Brewer, in the court filing by Joe Kanefield, her attorney, said the ideas make sense.
"In recent years, the interdependence of mental and physical health has become increasingly clear," Kanefield wrote.
"Persons who have behavioral health needs often also have a variety of physical ailments, some of which may be exacerbated by their behavioral health conditions and treatments," he continued, like the medications they are taking. "Arizona's current fragmented system of funding and program administration may increase the barriers that persons with behavioral health needs face in getting comprehensive and high quality physical and behavioral health care."
The proposal left Anne Ronan, an attorney for the Center for Law in the Public Interest, totally unimpressed.
Ronan noted that Brewer was specifically directed by a judge last month to file a proposal "that details a specific plan for the structural reforms needed to comply with the existing court orders." And those orders, she noted, deal with those who are seriously mentally ill.
All Brewer provided, Ronan said, was the broadest sketch of a pilot program.
"It's very thin," she said. "After 10 months, I think we were seriously expecting a much more detailed proposal that would address the deficiencies that have been identified year and year after year in the behavioral health system."
But gubernatorial press aide Paul Senseman noted that the lawsuit has been dragging on since 1981, with various administrations trying, unsuccessfully, to resolve the issue.
"This is one of the more bolder proposals that have been made in recent years," he said.
The lawsuit followed the state's decision in the 1970s to "de-institutionalize" people who are chronically mentally ill. The idea was to provide care in the community rather than warehouse people at the state hospital.

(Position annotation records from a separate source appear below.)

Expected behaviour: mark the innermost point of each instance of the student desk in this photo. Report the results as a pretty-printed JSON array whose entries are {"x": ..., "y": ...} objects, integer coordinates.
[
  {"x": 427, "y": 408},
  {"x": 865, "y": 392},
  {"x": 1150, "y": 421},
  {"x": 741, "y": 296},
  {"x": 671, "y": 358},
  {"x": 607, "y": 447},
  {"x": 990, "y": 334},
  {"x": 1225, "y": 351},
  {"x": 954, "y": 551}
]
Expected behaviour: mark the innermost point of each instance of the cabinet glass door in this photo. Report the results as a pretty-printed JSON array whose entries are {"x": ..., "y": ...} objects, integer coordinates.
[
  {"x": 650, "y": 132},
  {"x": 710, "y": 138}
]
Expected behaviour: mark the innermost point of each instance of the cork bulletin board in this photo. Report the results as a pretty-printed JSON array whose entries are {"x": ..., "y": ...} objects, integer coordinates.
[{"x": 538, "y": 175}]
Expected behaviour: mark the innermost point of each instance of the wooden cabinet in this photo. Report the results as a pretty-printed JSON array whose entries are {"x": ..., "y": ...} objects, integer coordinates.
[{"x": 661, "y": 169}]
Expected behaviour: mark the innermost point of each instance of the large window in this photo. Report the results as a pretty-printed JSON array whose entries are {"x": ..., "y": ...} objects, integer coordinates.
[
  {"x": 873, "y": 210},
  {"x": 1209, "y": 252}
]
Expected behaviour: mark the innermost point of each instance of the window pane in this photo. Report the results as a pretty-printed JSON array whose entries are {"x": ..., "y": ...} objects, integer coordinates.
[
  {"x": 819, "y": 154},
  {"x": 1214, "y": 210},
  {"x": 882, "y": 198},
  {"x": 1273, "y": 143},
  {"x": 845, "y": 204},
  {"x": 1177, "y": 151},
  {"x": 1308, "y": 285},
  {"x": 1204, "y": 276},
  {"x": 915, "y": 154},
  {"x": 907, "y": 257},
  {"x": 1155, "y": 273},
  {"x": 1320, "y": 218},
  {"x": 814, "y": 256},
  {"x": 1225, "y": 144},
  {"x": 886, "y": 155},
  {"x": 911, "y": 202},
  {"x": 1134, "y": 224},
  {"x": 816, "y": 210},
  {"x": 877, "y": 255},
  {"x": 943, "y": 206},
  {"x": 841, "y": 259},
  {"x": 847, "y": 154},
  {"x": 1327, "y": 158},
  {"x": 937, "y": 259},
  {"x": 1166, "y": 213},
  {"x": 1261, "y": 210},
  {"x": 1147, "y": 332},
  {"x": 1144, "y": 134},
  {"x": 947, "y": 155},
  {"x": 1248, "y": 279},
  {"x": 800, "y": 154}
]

But Maricopa County Superior Court Judge Bernard Dougherty ruled in 1985 that the state failed to fund services these newly released people needed to survive, services it was legally obligated to provide. He said that resulted in many people getting lost in the system and not getting the care they need.
In a 1995 deal, the state agreed to improve care in hopes of ending the lawsuit. But judges have concluded, repeatedly, that it has not actually been living up to that obligation.
Ronan said she could not comment about the part of Brewer's plan to move the obligation for behavioral health care for those not seriously mentally ill from the health department to AHCCCS.